Dentro de la doctrina humanista de la Escuela de Salamanca recogía la mejor tradición grecolatina. Su práctica evangelizadora no hacía en general, sino transmitir y expresar el humanismo renacentista de Erasmo, de Luis Vives, de Moro.

Recordemos, por ejemplo, su tratado Del único modo de atraer a todos los pueblos a la verdadera religión. Tenía razón Gabriel Méndez Plancarte en haber llamado a fray Bartolomé un belicoso humanista medieval.

En su revolucionaria práctica política heredaba los viejos acentos del humanismo social comunitario. O sea, esa idea de comunidad que la modernidad en Europa y en América empezaba a marginar.

Él, en cambio, trataría de resucitarla y recrearla. Cierto, fray Bartolomé no era el acucioso y exacto investigador de datos históricos. Era, en todo caso, el polemista, el apologista que no se detenía en precisiones secundarias.

Es el cristiano indignado que no se somete al poder y pugna por una evangelización liberadora. Que tal vez se parecía en América a la que propugnaba en Europa su hermano en religión Giordano Bruno. Fray Bartolomé seguía el texto de San Pablo a los romanos (Rom. 2, 14-15): Que los gentiles, si obran conforme a su razón natural, cuando tengan ley escrita serán para sí mismos su propia ley.

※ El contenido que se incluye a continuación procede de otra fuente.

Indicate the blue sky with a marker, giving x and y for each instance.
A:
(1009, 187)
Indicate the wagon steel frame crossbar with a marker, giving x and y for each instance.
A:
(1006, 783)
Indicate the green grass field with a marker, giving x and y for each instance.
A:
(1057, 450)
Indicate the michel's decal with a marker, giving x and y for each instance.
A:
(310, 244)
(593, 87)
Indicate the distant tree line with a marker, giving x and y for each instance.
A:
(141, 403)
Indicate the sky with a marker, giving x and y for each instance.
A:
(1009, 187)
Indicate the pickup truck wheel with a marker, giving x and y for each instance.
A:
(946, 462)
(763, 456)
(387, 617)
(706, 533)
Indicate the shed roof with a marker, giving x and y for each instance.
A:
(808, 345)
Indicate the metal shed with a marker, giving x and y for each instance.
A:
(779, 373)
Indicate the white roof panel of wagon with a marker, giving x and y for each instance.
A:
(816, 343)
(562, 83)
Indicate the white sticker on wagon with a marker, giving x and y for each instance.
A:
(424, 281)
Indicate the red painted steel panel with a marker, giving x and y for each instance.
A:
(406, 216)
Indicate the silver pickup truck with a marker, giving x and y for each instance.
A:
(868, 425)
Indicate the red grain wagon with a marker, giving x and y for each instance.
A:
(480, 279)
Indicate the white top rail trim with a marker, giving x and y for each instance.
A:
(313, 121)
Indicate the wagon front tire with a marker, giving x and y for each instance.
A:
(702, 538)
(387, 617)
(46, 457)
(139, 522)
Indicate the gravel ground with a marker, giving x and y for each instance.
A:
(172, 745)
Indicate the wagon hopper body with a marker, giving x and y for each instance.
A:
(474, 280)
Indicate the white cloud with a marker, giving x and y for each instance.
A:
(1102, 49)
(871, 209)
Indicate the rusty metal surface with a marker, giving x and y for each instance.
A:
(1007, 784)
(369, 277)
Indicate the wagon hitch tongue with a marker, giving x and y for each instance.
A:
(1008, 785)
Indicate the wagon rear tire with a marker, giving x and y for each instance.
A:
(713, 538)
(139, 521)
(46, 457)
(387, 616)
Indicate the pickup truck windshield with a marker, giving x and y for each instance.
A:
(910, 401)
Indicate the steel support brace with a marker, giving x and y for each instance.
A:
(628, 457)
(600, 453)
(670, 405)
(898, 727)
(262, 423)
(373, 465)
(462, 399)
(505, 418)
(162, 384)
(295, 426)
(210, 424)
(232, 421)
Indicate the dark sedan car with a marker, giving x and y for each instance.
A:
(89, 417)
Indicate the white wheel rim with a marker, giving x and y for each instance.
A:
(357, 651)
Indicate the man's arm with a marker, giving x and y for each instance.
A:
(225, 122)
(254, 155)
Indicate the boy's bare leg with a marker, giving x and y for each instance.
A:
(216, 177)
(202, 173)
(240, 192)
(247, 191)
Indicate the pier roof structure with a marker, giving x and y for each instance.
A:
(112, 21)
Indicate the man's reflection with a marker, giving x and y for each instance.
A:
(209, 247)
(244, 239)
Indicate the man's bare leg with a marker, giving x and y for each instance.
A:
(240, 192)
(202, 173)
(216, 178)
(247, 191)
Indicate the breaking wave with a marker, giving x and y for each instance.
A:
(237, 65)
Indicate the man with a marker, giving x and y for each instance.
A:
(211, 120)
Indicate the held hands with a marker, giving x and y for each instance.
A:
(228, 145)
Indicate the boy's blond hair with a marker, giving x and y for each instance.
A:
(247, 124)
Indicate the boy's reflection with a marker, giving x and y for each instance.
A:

En conclusión, Bartolomé hilvanaba en este continente, no una pedagogía ad usum principis, sino la Doctrina Christi de un humanismo que aterrizaba en lo político. Es decir, en la creación de nuevas y liberadoras instituciones.

A Bartolomé le parecería insultante el requerimiento, el documento que de parte del rey se debería leer a los indígenas. Se daba cuenta de la contradicción de esa gobernatio con la auténtica interpretación del evangelio. Y por ese motivo le parecía injusta la Conquista. Con ello heredaba lo mejor de la jurisprudencia medieval de los siglos XIII y XIV.

Para él, los pueblos originarios, los indios de América, eran los verdaderos dueños, no los europeos. No había, para él, derecho de conquista; albergaba además una mente abierta a todas las culturas.

Todos deberían tener el mismo estatuto de igualdad y libertad, y la conversión tendría que ser con consenso, con amor y mansedumbre. Ideas y paradigmas que hoy necesitamos para esta modernidad de zozobra y tiniebla.